J'ai également des doutes, mais ceux-ci ne touchent guère au cœur du sujet . Je me demande également, par exemple, pourquoi construire au milieu du Bois de Boulogne le stade permanent du « Dôme », au lieu d'un stade temporaire comme pour les autres épreuves qui se dérouleront dans le noyau ouest . Une interrogation plus importante est économique : nul ne sait si les Jeux olympiques d'Athènes ont rapporté plus qu'ils n'ont coûté : entre les besoins sécuritaires, la promotion et autres frais, ces grand'messes internationales coûtent de plus en plus cher et n'attirent pas particulièrement plus de visiteurs—à défaut de téléspectateurs . Toutefois, je ne considère pas les jeux olympiques comme une opération économique, et si nous perdions de l'argent à faire de bons Jeux, je ne verrais pas ça comme un échec .

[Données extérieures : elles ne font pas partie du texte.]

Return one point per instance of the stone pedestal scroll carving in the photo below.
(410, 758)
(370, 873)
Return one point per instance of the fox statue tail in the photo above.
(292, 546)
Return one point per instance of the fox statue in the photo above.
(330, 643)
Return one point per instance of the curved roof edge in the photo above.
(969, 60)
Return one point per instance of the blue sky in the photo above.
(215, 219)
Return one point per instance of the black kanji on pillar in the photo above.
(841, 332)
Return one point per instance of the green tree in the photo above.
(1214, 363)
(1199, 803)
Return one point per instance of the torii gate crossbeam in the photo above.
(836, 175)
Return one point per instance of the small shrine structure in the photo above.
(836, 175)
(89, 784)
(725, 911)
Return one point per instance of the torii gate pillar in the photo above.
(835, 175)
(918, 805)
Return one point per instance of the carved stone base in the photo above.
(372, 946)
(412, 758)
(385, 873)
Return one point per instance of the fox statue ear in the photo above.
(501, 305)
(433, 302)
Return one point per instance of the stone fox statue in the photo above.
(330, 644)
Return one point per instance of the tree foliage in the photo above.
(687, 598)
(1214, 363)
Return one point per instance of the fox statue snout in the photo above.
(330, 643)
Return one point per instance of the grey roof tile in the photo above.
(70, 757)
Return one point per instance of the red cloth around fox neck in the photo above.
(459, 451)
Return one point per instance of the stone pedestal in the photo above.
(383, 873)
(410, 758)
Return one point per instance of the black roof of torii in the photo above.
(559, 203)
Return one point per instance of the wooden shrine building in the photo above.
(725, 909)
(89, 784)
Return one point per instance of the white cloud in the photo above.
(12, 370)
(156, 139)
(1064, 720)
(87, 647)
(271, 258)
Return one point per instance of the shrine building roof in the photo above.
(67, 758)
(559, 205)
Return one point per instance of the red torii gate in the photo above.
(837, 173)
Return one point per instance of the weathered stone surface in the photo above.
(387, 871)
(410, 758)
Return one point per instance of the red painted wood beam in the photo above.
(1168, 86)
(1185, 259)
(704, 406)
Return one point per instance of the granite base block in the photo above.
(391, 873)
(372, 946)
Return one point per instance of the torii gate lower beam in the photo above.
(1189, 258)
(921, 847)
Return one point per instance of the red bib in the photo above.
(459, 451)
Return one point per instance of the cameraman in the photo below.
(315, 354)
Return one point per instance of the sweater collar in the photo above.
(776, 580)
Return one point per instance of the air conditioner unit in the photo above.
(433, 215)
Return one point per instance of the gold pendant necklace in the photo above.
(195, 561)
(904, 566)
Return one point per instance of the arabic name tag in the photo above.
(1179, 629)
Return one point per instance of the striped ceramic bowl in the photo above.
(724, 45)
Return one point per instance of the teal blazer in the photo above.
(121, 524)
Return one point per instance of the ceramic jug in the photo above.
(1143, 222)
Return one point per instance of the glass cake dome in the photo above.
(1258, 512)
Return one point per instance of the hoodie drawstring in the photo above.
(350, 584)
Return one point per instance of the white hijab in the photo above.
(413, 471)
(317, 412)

Au moment où j'écris cet article, le Comité international olympique s'apprête à publier un rapport évaluant toutes les villes candidates . Ne comptez pas sur moi pour commenter ce volumineux document technique . Paris est le favori de la course olympique, car elle a reçu le meilleur score—8.5 sur 10—lors de la sélection des cinq villes finalistes . Notre principal adversaire est Madrid, qui partage avec Paris un projet très solide et un fort support populaire . Je pense néanmoins que Paris obtiendra la palme : à mon avis nous avons le meilleur projet, un des plus forts soutiens populaires, et, peut-être surtout, une forte influence au sein des institutions olympiques .

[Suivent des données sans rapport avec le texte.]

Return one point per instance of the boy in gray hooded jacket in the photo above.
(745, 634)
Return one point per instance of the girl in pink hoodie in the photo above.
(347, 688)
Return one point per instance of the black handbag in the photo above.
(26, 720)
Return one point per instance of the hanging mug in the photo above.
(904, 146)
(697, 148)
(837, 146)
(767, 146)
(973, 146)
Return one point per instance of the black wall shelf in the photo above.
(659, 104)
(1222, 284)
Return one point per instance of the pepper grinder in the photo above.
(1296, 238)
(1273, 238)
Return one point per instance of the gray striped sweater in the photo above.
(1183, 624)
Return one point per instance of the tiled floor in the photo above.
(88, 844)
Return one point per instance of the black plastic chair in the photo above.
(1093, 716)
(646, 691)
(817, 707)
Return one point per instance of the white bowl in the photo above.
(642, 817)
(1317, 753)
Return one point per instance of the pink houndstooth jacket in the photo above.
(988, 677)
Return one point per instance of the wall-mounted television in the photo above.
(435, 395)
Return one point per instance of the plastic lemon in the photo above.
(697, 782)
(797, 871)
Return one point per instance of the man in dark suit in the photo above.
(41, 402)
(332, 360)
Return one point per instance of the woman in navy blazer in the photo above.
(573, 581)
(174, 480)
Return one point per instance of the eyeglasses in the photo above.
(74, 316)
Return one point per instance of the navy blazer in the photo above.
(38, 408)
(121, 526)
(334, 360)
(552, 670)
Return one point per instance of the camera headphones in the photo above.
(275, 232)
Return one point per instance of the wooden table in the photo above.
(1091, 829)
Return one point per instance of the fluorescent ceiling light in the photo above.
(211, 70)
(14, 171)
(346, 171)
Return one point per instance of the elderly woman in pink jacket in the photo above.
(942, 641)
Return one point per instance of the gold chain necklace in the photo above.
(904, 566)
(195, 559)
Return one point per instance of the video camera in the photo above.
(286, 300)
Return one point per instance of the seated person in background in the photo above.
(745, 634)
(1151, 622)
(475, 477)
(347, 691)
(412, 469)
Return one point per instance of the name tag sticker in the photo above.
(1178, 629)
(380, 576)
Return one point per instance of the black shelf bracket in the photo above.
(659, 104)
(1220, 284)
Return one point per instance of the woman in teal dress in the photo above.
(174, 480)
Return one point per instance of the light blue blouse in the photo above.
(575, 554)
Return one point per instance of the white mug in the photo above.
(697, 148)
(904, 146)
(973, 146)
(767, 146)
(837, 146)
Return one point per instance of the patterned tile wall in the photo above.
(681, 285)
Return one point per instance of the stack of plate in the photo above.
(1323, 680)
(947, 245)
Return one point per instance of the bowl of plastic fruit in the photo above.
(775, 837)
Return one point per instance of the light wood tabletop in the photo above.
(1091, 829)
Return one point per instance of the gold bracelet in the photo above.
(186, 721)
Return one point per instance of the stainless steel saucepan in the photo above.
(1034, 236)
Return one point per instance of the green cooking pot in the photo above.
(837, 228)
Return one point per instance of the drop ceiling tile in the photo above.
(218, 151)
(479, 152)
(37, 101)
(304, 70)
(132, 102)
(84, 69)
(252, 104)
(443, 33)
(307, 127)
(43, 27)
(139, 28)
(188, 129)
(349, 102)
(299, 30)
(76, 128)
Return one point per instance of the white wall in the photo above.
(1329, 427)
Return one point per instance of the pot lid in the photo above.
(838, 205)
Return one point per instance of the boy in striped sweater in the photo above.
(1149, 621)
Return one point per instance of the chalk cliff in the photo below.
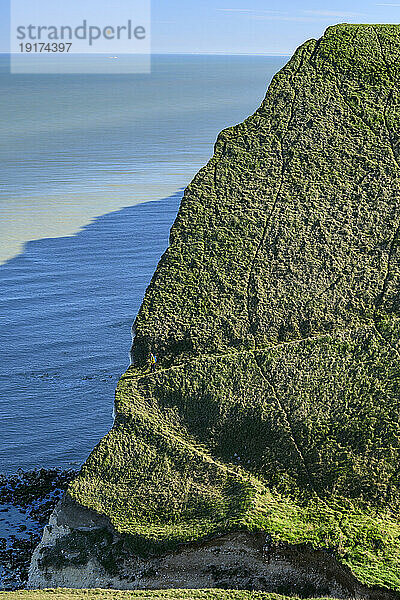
(263, 452)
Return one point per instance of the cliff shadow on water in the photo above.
(262, 451)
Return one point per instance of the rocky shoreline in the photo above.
(27, 498)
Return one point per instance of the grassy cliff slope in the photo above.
(274, 315)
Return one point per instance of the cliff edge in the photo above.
(263, 452)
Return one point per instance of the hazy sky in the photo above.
(236, 26)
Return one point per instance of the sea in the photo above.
(92, 170)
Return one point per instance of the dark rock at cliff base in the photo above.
(274, 316)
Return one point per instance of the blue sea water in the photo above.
(72, 148)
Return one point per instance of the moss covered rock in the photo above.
(274, 316)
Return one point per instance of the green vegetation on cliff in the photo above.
(64, 594)
(274, 315)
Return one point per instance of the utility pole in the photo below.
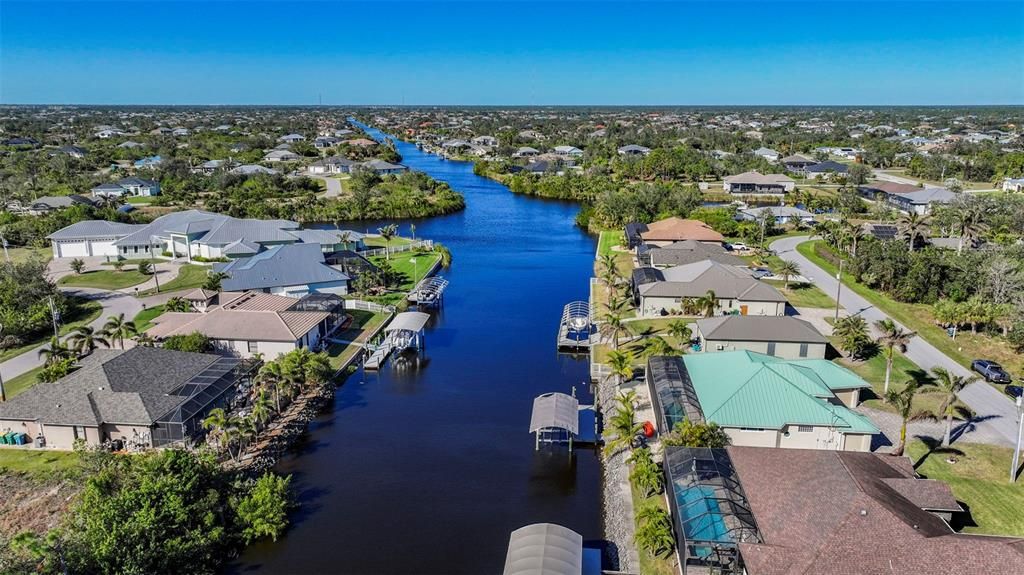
(839, 286)
(1020, 432)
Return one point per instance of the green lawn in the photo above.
(189, 277)
(105, 279)
(410, 272)
(804, 295)
(88, 311)
(143, 320)
(980, 479)
(38, 461)
(918, 317)
(18, 255)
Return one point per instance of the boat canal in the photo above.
(426, 468)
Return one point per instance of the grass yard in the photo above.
(979, 479)
(803, 295)
(143, 320)
(38, 461)
(919, 318)
(105, 279)
(189, 277)
(18, 255)
(88, 311)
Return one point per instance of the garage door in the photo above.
(73, 249)
(103, 248)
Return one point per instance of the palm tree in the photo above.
(621, 364)
(613, 326)
(117, 328)
(680, 330)
(85, 340)
(912, 226)
(949, 386)
(893, 338)
(787, 269)
(387, 232)
(214, 279)
(707, 304)
(902, 401)
(55, 353)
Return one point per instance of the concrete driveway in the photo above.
(114, 303)
(996, 414)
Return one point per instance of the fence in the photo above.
(418, 245)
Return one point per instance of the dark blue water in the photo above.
(427, 470)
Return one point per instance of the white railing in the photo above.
(418, 245)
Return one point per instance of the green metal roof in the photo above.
(743, 389)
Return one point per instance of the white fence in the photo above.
(418, 245)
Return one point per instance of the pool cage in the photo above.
(214, 387)
(710, 512)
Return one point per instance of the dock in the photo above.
(576, 329)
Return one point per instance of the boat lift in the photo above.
(576, 328)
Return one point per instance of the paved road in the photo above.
(996, 414)
(114, 303)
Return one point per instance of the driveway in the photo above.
(114, 303)
(996, 415)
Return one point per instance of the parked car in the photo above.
(991, 370)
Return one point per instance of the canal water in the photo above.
(425, 470)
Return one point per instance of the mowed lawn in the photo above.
(919, 318)
(105, 279)
(979, 479)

L'obtention et—croisons les doigts—l'organisation des Jeux constitue pour la France un vrai défi . Nous sommes à la mesure de le relever avec brio, mais la question est : sommes-nous à notre mesure ? Il y a souvent une si grande différence entre ce que la France peut faire et ce qu'elle fait... Il faudra pour cela déployer des masses de charme et une capacité d'organisation et de professionnalisme qui nous font si souvent défaut . Je continue cependant à avoir foi en nous .

Le sport et l'esprit

Il est facile aux intellectuels—caste dont j'ai peur de faire partie—d'afficher un mépris jaloux pour les sportifs, qui ne tiennent leur gloire qu'à un physique hypertrophié . C'est se méprendre sur la nature et sur la beauté du sport : surtout à un haut niveau, c'est la force d'esprit qui fait la performance . L'idée qu'esprit et corps sont séparés est une illusion, et la mentalité sportive le montre . Il faut, en sport, un acharnement dans l'effort, et une volonté de briser ses propres limites, qui est un exemple pour les autres activités humaines .Les sportifs sont la plupart du temps des hommes et des femmes d'une grande qualité à cause de cette force d'âme nécessaire .

C'est pourquoi votre serviteur, tout intellectuel enrobé qu'il est, exprime son admiration et son amour pour le sport, pour les sportifs, et pour l'esprit du sport, que l'on gagnerait à appliquer à bien d'autres domaines .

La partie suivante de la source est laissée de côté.